Vainqueur, Olkar veut à présent se rendre maître d’un fabuleux trésor : le bandeau de Vishnou. Mais le rajah l’a caché et ne veut s’en dessaisir. Olkar imagine alors, pour le faire fléchir, d’utiliser Laméa. C’est toutefois compter sans l’intelligence de la Bayadère : héroïque, elle a déjà commencé à rassembler les partisans de Démaly afin de lui rendre son trône par la force ou la ruse. Elle accepte la proposition faite par Olkar de rencontrer Démaly pour qu’il révèle son secret. Mais elle profite de sa rencontre avec  le prisonnier pour lui faire part de ses plans de soulèvement et l’exhorter au courage. Retournant ensuite vers Olkar, elle feint de pouvoir lui apporter le bandeau qu’il convoite : elle le fera au cours d’une splendide fête, organisée pour les vainqueurs et les vaincus, qui aura lieu sur la place publique.
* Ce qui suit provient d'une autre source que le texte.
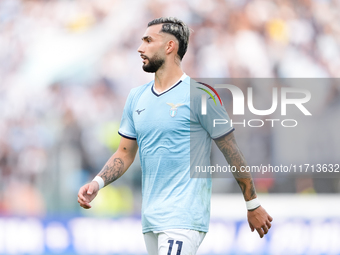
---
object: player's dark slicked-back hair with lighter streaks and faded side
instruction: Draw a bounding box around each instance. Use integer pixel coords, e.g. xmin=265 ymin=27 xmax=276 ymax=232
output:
xmin=148 ymin=17 xmax=190 ymax=60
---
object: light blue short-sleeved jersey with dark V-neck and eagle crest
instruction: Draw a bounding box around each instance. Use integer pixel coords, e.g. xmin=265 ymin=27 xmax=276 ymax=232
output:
xmin=119 ymin=74 xmax=233 ymax=233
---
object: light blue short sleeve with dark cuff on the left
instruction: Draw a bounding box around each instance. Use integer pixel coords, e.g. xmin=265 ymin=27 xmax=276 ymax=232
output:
xmin=118 ymin=90 xmax=137 ymax=140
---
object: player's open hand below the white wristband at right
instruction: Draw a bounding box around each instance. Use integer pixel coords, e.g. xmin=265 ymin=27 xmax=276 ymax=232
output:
xmin=248 ymin=206 xmax=273 ymax=238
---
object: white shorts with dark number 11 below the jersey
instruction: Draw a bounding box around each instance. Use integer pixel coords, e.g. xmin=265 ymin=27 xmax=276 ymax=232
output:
xmin=144 ymin=229 xmax=206 ymax=255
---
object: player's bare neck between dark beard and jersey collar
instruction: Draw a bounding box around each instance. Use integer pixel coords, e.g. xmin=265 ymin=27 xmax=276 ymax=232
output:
xmin=154 ymin=62 xmax=183 ymax=93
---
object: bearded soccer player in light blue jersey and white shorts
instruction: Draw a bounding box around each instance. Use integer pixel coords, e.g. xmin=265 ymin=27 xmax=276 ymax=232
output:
xmin=78 ymin=17 xmax=272 ymax=255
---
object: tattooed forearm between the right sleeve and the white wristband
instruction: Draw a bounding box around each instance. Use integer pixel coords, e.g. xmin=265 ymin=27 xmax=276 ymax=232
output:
xmin=215 ymin=133 xmax=256 ymax=201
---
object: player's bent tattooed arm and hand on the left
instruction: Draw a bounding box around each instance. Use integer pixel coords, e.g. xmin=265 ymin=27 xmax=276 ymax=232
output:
xmin=78 ymin=137 xmax=138 ymax=209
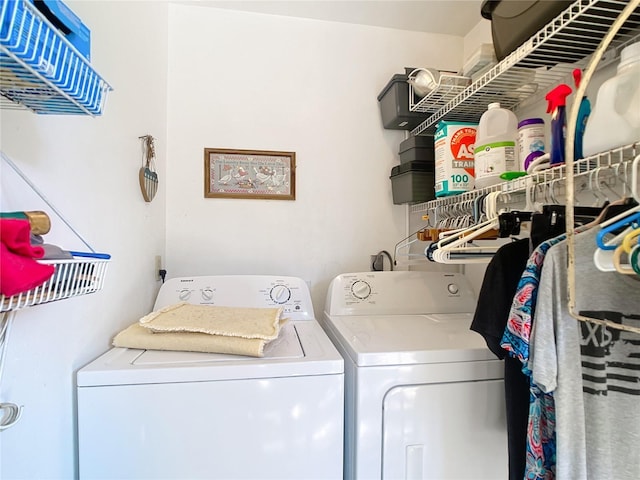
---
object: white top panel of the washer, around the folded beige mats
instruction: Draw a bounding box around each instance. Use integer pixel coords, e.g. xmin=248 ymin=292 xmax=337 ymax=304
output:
xmin=77 ymin=320 xmax=344 ymax=387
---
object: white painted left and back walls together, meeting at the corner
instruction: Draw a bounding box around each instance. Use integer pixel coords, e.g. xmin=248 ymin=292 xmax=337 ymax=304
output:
xmin=0 ymin=1 xmax=462 ymax=480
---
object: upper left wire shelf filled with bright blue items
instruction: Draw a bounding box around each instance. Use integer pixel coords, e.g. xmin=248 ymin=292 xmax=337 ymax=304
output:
xmin=0 ymin=0 xmax=111 ymax=116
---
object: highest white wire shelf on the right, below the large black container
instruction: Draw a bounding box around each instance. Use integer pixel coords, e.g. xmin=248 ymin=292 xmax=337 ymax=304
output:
xmin=410 ymin=0 xmax=640 ymax=135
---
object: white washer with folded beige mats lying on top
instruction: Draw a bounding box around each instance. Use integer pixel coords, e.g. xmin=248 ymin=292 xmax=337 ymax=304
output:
xmin=77 ymin=275 xmax=344 ymax=480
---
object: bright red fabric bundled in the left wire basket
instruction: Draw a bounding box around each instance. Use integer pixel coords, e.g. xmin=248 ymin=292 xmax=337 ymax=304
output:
xmin=0 ymin=218 xmax=55 ymax=297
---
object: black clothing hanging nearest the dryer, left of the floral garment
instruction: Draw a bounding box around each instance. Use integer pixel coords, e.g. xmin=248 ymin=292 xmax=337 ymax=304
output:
xmin=471 ymin=239 xmax=529 ymax=480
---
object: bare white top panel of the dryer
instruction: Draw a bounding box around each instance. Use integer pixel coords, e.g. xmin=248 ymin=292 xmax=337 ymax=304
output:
xmin=327 ymin=313 xmax=496 ymax=367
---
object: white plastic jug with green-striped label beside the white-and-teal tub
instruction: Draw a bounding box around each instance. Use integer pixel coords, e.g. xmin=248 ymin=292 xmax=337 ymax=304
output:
xmin=474 ymin=103 xmax=520 ymax=188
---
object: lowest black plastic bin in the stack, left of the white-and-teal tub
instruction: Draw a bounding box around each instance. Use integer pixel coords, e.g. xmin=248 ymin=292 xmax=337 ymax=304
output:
xmin=389 ymin=162 xmax=436 ymax=205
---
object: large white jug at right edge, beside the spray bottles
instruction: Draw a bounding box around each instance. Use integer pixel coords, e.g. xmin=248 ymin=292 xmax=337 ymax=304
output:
xmin=583 ymin=42 xmax=640 ymax=156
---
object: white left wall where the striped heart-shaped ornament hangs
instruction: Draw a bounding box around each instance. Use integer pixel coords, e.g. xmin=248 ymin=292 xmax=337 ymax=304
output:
xmin=0 ymin=1 xmax=167 ymax=480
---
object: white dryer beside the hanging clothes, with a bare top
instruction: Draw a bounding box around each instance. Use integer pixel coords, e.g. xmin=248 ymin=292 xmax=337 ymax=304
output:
xmin=322 ymin=272 xmax=508 ymax=480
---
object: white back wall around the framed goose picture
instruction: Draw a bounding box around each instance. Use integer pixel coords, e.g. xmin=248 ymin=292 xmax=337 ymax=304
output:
xmin=167 ymin=5 xmax=463 ymax=314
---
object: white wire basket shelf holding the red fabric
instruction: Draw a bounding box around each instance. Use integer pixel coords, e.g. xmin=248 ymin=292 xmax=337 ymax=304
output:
xmin=0 ymin=258 xmax=109 ymax=312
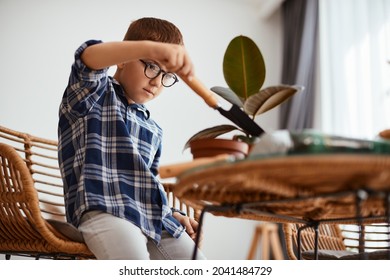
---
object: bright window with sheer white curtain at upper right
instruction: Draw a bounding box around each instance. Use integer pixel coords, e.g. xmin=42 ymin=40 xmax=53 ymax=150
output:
xmin=320 ymin=0 xmax=390 ymax=138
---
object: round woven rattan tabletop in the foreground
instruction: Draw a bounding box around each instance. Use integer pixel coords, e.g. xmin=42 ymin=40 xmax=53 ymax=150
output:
xmin=174 ymin=154 xmax=390 ymax=223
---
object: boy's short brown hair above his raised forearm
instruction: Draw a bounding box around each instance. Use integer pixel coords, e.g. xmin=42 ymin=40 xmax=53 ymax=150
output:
xmin=123 ymin=17 xmax=183 ymax=45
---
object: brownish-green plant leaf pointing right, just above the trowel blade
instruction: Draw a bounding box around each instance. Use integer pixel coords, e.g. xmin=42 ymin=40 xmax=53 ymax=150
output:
xmin=244 ymin=85 xmax=303 ymax=116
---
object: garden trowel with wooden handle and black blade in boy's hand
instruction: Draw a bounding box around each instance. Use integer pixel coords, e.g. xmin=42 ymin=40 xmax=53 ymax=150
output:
xmin=181 ymin=77 xmax=264 ymax=136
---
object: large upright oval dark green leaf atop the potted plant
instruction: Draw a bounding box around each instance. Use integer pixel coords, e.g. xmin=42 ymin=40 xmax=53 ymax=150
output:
xmin=223 ymin=36 xmax=266 ymax=100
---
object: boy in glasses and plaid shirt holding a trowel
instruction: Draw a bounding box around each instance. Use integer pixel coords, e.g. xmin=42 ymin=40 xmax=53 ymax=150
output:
xmin=58 ymin=18 xmax=204 ymax=259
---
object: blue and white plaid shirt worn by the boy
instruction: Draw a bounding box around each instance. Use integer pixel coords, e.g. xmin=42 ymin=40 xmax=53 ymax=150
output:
xmin=58 ymin=41 xmax=184 ymax=242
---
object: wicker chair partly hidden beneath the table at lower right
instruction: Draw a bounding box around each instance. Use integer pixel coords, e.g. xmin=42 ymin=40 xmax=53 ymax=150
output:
xmin=283 ymin=224 xmax=390 ymax=260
Lors de cette fête, elle entreprend de séduire Olkar pour l’affaiblir. Ses compagnes, les autres Bayadères, font de même avec ses guerriers. Usant des charmes de la volupté, elles les désarment. Les partisans de Démaly n’ont plus alors qu’à fondre sur eux pour les faire fuir.

Acte III

À l’intérieur du palais du rajah.

Laméa a rétabli son prince sur le trône mais, en dépit de son amour pour lui, ne veut pas l’épouser car ce serait enfreindre la loi sacrée. Démaly, pour la conquérir va user à son tour d’un stratagème. Il prétend avoir reçu pendant le combat avec des Marattes une blessure mortelle. La désolation règne parmi ses sujets. Le Brame déclare avec solennité que, s’il meurt sans être marié, son salut dans l’au-delà est compromis. Il autorise donc la plus courageuse des femmes du harem à s’unir à son rajah, rappelant néanmoins que l’élue devra périr alors à sa suite sur le bûcher. Laméa, seule, suit son coeur et accepte sans faiblir ce cruel destin. Démaly apparaît alors bien vivant aux yeux de tous et l’invite à le rejoindre sur le trône plutôt que dans les flammes. Le Brame donne son consentement en rappelant que le dieu Vishnou avait lui-même contracté une telle union. Les réjouissances peuvent débuter.